毎月3回(1回2時間)教室に通っていたので、単純計算でも400時間ぐらいは陶芸してたことを考えるとかなりの時間を費やしたことになります。まぁ、それだけ陶芸が好きだから続いたのと、やればやるほど陶芸の奥の深さが分かるからやめられなくなるのでしょう。
陶芸にもいろんな技法(例えばつまみ出しやひも作りなど)がある中で最も好きなのは型作り。
薄くスライスした粘土を好みの型にかぶせ、粘土を軽くたたきながら成型していくもので、同じ形のお皿や器をたくさん作りたい時にとっても便利で簡単な技法です。
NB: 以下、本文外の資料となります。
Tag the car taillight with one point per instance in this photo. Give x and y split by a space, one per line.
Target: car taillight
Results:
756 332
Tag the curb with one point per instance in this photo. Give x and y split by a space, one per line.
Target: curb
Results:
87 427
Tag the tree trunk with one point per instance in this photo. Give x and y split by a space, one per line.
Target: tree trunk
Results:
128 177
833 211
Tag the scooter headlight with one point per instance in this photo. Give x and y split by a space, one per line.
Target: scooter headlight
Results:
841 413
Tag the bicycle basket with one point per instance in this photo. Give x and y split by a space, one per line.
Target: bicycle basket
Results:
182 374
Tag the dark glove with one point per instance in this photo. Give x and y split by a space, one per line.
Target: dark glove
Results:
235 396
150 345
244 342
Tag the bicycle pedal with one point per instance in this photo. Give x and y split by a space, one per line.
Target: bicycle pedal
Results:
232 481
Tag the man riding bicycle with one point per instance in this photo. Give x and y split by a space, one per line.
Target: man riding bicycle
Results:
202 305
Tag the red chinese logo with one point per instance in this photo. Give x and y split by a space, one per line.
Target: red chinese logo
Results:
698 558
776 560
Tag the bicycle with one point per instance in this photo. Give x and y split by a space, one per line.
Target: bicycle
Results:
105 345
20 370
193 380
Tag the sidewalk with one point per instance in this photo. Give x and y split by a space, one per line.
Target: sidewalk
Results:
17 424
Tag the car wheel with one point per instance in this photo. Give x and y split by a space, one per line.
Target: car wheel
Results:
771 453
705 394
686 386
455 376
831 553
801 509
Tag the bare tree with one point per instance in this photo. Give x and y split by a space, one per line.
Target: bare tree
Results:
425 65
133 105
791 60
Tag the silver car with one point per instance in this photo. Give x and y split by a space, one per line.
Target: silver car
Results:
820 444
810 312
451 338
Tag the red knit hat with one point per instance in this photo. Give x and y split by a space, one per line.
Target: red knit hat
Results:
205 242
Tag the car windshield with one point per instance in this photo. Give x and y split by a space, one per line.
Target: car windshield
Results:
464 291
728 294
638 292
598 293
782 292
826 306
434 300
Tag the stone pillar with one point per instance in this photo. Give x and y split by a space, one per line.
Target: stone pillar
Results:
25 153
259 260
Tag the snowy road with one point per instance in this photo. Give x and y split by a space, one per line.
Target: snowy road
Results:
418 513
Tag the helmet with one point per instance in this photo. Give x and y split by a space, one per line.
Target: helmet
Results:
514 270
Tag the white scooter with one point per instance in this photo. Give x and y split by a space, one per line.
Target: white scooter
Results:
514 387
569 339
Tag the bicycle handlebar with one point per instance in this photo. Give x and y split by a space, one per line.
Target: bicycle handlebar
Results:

一般的な陶芸のイメージ(電動ロクロを回しながら成型していく技法:映画ゴーストに出てくるような)を持っている方には敬遠されるようですが、私はむしろ同じ形のものができる利点をいかして、二つの器をくっつけて新たな形の花器にしたりして工夫しながら楽しんでいます。
今週日曜日はちょうど釉薬をかける会なので、来月にでも焼きあがったら、この場でご紹介できればと思います。
さて、帰宅途中で、どの釉薬をどんな風に作品にかけるかイメージを膨らませながら帰ろうっと。